Does anyone remember the outcry 10 years ago when Amazon revolutionized the retail book market? I certainly do. I used to love going to the mall and hitting up both (yes there were two) book stores looking for something new to read. In fact, it was there that I first found the Wheel of Time by Robert Jordan and the Dresden Files from Jim Butcher, but those are whole other discussions.
Amazon effectively shut down the smaller brick and mortar shops when it came to selling books. We’ve accepted that and moved on. Amazon is now just a part of life – Prime, Video, Music, Cloud Services, and (yes) books.
Let’s examine cloud services for a moment. Speaking hypothetically, your organization owns physical servers on which you run a hypervisor, on which you run multiple other servers, on which you run services, upon which your users iterate.
Now, if you take that model and move it to a could-based service, you have other options. You don’t own the servers, worry about the virtualization, support the network, or much else, and your end users still iterate on these services. What’s the difference? You’re paying a premium (subscription fees) for someone else to maintain all that hardware on your behalf.

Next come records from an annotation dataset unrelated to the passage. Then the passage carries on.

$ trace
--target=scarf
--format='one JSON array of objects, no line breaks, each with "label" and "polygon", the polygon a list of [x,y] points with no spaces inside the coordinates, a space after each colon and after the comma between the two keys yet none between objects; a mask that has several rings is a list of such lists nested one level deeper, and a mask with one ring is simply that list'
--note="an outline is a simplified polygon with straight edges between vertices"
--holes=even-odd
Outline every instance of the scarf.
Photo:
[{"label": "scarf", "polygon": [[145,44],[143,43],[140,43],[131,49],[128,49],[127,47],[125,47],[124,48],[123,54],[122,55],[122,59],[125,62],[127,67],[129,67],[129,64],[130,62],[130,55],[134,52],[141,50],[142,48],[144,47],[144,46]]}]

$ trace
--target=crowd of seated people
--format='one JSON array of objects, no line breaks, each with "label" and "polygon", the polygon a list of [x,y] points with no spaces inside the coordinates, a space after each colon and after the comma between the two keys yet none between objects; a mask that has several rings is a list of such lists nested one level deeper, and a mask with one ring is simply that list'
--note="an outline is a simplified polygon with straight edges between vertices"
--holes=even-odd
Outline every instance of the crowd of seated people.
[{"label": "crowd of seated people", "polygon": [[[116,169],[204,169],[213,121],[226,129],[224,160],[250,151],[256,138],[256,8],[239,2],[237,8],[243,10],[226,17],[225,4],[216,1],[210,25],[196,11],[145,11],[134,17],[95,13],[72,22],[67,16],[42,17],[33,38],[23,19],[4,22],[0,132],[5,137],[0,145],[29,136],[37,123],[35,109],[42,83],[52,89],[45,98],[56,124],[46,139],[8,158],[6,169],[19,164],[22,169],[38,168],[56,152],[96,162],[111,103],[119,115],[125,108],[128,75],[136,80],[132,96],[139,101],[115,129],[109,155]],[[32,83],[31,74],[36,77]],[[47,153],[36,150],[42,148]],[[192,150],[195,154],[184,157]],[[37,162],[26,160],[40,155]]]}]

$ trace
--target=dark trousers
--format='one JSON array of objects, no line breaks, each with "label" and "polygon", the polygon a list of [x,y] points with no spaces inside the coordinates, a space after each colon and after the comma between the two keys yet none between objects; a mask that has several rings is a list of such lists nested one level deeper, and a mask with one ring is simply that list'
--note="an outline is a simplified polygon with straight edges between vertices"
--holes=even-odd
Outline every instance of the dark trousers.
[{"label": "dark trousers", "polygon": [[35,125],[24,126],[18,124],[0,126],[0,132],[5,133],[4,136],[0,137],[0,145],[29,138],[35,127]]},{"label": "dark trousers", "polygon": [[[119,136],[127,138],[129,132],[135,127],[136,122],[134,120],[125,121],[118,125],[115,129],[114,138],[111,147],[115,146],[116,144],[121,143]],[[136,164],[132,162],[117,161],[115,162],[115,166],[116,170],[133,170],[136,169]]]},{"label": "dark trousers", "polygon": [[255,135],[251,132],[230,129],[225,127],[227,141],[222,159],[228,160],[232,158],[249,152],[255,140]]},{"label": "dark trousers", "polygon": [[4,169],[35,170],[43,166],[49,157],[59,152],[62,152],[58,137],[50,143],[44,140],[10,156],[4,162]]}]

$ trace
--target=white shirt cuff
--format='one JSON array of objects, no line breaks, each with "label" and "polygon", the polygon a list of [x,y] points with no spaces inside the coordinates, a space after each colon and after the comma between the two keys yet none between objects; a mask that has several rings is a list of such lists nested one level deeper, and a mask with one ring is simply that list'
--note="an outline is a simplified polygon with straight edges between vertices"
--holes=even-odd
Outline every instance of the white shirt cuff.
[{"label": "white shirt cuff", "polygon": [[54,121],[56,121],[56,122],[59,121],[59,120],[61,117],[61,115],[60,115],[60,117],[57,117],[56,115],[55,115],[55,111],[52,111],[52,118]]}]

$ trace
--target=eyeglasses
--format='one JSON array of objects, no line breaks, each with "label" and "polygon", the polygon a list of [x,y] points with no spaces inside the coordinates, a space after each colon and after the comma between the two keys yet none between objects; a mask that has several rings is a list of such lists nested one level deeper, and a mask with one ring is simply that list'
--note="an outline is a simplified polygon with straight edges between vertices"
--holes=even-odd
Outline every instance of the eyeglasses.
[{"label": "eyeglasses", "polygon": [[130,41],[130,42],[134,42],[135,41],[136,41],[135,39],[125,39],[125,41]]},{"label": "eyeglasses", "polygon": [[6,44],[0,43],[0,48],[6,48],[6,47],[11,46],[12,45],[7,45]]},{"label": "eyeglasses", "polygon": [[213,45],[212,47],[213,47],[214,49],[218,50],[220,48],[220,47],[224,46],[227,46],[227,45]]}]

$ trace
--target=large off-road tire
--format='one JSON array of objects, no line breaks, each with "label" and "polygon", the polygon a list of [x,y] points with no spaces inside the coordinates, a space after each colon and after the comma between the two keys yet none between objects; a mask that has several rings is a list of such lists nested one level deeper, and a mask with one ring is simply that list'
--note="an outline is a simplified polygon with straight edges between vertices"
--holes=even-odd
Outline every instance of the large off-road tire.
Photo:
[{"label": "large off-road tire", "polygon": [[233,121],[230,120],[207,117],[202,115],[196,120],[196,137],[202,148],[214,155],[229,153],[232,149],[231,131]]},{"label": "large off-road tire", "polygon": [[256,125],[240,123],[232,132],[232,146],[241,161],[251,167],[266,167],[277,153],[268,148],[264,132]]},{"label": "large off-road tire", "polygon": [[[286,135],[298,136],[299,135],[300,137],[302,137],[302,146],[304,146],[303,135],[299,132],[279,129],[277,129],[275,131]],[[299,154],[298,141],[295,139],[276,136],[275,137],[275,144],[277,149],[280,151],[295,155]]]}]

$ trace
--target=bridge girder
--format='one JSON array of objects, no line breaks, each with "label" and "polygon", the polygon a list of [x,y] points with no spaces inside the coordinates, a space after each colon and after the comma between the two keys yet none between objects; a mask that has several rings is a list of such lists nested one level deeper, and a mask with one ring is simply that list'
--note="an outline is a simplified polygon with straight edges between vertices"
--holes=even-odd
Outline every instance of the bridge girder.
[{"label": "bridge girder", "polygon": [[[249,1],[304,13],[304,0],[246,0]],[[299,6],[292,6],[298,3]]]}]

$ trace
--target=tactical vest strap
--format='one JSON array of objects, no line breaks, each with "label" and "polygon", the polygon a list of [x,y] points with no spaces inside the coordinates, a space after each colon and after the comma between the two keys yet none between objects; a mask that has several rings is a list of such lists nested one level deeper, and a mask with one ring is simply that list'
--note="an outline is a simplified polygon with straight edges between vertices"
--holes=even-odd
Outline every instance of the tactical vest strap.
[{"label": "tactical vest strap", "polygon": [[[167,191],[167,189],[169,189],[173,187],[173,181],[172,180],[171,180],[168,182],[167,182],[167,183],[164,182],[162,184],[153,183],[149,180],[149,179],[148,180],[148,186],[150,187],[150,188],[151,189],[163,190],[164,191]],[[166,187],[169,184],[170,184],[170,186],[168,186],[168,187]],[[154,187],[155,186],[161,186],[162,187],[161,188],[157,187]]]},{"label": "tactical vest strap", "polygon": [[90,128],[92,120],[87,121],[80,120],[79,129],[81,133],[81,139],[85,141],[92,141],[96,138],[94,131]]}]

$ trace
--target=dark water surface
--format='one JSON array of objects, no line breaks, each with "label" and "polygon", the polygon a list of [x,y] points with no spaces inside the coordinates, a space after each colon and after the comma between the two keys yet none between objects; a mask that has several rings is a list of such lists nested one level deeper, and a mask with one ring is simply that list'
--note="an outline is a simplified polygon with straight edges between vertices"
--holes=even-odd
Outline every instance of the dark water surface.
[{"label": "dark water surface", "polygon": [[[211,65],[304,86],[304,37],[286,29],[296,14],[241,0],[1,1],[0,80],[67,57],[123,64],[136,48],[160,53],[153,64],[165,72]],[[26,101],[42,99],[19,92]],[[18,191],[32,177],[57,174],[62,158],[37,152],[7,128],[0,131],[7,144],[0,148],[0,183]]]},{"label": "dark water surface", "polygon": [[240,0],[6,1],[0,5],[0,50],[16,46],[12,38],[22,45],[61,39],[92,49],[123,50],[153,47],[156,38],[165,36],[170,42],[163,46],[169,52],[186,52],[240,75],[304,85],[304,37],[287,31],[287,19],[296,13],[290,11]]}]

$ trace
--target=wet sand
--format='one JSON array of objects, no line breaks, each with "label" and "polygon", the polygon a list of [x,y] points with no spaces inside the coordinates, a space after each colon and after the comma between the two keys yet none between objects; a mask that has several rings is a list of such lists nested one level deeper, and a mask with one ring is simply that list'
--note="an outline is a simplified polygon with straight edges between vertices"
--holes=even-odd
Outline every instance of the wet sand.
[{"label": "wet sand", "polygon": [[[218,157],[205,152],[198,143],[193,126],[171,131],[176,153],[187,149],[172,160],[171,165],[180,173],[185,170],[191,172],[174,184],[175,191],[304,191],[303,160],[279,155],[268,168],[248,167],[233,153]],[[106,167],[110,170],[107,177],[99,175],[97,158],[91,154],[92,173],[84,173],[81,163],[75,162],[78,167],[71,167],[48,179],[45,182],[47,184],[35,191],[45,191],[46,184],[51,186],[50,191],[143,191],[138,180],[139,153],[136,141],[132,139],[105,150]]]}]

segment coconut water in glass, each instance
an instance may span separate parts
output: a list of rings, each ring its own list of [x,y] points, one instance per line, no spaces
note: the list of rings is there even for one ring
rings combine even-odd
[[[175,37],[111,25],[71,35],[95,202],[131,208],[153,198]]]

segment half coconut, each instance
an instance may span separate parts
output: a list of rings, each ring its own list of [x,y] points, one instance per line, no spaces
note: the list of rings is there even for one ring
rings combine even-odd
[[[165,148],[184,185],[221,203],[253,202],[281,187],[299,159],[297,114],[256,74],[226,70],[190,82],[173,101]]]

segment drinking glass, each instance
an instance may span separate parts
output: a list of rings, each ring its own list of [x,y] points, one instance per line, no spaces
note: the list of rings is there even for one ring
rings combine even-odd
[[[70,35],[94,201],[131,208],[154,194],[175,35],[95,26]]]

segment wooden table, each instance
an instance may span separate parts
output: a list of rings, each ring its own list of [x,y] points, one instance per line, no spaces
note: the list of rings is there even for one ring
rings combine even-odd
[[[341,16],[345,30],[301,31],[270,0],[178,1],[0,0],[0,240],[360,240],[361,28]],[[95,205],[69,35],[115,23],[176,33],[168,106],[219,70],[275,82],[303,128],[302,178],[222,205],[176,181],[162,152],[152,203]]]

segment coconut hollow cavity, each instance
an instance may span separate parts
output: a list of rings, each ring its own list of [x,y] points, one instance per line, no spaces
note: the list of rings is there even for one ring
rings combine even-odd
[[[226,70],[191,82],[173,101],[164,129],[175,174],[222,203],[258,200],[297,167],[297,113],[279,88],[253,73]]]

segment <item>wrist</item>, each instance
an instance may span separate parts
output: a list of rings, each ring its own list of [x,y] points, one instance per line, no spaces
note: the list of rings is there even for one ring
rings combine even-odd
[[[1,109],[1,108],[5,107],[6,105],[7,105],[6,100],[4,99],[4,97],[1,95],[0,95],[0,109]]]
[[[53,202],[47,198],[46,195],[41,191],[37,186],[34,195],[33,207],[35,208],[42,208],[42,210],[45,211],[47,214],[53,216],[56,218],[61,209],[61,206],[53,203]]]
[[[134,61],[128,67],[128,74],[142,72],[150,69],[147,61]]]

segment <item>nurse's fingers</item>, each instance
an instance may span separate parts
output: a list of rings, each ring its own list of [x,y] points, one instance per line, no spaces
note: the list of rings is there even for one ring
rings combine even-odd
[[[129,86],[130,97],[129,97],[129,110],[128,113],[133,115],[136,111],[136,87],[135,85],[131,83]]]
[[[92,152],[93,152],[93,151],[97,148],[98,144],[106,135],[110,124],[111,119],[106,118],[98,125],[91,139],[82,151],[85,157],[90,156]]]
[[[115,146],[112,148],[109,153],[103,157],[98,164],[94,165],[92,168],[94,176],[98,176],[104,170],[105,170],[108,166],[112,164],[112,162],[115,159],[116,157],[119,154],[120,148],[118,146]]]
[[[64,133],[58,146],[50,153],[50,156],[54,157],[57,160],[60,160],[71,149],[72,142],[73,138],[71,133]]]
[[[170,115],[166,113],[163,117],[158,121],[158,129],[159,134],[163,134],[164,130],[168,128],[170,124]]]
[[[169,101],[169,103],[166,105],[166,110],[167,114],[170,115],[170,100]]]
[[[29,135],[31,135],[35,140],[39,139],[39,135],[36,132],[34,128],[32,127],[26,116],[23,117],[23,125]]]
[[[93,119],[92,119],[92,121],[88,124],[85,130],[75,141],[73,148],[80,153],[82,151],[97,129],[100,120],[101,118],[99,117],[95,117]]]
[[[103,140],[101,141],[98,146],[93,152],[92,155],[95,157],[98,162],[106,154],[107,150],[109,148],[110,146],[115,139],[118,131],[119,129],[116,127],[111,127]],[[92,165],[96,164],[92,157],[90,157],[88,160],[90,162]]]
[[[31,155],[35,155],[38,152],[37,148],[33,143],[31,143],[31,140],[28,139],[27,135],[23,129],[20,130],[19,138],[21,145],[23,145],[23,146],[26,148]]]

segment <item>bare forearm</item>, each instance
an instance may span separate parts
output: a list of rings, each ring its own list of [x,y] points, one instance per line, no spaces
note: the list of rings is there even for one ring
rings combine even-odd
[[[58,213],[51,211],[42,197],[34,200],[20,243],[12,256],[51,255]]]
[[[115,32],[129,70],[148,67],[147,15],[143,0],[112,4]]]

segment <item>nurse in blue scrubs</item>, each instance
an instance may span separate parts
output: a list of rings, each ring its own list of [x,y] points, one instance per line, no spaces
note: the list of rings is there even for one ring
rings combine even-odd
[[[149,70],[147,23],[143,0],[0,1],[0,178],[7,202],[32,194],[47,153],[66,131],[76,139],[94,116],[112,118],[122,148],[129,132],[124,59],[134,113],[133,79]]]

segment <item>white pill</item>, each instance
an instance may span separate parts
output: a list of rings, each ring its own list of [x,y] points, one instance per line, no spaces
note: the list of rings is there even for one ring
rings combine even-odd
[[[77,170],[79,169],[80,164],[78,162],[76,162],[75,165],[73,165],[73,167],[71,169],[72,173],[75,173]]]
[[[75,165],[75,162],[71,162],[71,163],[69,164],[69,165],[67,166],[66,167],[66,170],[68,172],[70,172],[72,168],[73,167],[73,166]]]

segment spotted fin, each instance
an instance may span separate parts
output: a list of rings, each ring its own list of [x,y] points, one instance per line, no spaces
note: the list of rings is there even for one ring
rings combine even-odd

So, does this mean that the server market is dead? Yes and no.
Servers are Dead, Long Live Servers!
But it does mean that as technology professionals, we need to spend more time looking forward for things that are coming around the bend instead of putting our heads in the ground, setting our feet, sticking our fingers in our ears and screaming, “La-la-la, I can’t hear you” when someone asks difficult questions.
So what does this mean for the next five years? I can’t say. What about the next ten years? Still can’t say. The market is in a weird place right now. Do you co-lo (a-la Rackspace), do you go private cloud (via VMware & Cisco UCS), do you go full cloud (using Amazon EC2 or Azure)? The short answer is that it all depends on your environment, organizational needs, and compliance requirements.
Long story short, take a time to review your needs. You may be paying for local servers that are no longer necessary and end up costing you more over the life of those machines.